A) The sequence of the terminal Alu Sx element in several different species was compared in addition to the presence of a second poly(A) site (PAS1). Old World primates are highlighted in green, new world primates are highlighted in yellow. None of the New World primates holds a functional PAS in the Alu Sx element. B) Phylogenetic tree of primates over the last 60 million years and proposed Alu Sx invasion time point. The Alu Sx invasion must have occurred before separation of old world- and new world monkeys. However, only in old world monkeys a functional multiPAS is present. C) Schematic of a hypothetic Alu Sx element evolution. A pure poly(A) tail acquires T insertions over time (middle panel). By exchanging the T nucleotides with A nucleotides, the initial state of the poly(A) tail is restored (lower panel). The rejuvenated Alu Sx element is incorporated in the F9_def.multiPAS minigene. D) Schematic of a F9 minigene devoid of an Alu Sx element. E) Depiction of a minigene, which holds the Alu Sx element in an inversed orientation. This scenario should mimic the possibility of polyadenylation upon inverse Alu Sx insertion. F) Northern blot and G) results of the densitometric analysis upon phospho-imaging). HEK 293T cells were transfected with the respective minigenes and mRNA was subjected to Northern blot analysis (n = 3 biological replicates, error bars represent standard deviation. Student’s t test: *: p < 0.05 (exact p-value: 0.011); ***:p < 0.0001; ns: not significant. Exact p-values: 1).

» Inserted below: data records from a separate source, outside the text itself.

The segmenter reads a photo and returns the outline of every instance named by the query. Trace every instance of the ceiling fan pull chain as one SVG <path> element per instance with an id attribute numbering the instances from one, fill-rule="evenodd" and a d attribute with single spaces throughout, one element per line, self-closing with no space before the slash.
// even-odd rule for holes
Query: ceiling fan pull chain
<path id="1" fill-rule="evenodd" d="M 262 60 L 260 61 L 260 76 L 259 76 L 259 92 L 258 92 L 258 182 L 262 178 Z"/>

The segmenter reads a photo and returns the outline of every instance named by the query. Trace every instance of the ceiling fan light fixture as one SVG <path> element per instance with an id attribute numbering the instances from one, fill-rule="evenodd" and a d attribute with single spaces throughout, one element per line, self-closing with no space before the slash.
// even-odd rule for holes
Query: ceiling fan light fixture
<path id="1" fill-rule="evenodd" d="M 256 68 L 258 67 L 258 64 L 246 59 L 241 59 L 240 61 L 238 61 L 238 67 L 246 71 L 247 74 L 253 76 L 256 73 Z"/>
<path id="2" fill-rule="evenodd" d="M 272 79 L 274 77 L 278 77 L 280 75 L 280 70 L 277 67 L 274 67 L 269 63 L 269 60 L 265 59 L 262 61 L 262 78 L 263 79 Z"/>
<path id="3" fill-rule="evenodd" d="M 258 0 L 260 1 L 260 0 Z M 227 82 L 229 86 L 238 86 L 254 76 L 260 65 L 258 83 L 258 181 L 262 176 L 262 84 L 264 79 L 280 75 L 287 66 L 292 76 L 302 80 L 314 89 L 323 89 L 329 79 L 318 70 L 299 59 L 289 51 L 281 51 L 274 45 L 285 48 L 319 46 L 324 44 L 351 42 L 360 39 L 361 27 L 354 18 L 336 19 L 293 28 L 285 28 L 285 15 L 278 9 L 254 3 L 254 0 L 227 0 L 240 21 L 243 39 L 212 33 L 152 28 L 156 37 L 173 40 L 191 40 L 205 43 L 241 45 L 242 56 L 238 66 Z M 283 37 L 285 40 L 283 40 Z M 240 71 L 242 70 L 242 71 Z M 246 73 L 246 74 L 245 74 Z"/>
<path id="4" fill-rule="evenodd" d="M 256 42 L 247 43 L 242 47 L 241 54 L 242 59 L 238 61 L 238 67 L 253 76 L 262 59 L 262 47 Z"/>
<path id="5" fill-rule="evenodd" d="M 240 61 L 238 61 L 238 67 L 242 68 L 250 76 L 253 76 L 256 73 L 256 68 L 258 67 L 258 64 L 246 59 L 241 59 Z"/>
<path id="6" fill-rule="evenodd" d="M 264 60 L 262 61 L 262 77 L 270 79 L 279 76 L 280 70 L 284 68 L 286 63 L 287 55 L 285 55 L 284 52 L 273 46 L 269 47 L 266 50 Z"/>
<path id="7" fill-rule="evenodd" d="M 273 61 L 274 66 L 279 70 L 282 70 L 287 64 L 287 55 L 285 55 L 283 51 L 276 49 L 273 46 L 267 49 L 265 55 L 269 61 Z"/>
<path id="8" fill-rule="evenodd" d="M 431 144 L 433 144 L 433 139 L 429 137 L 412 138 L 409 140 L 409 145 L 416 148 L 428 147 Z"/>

Comparative sequence analysis of the Alu Sx element in OWM and NWM reveals substantial differences
The stark differences in the multiPAS sequence between NWM (marmorset and squirrel monkey) and OWM evident in our initial genome browser analysis (Fig 4A) prompted us to substantiate this finding by analyzing more primate sequences. Based on a collection of primate genomes a multiple sequence alignment (MSA) of the terminal region of the F9 Alu Sx element was performed. Sequencing results of 546 OWM and NWM were aligned. The results of the MSA corroborate the observation made in the UCSC genome browser, which harbors the genomes of only 11 primate species (chimp, gorilla, orangutan, gibbon, rhesus, crab eating macaque, baboon, green monkey, squirrel monkey and bushbaby). Table 1, which only shows representative examples of the over 500 analyzed sequence, reveal a clear cut difference between both primate groups.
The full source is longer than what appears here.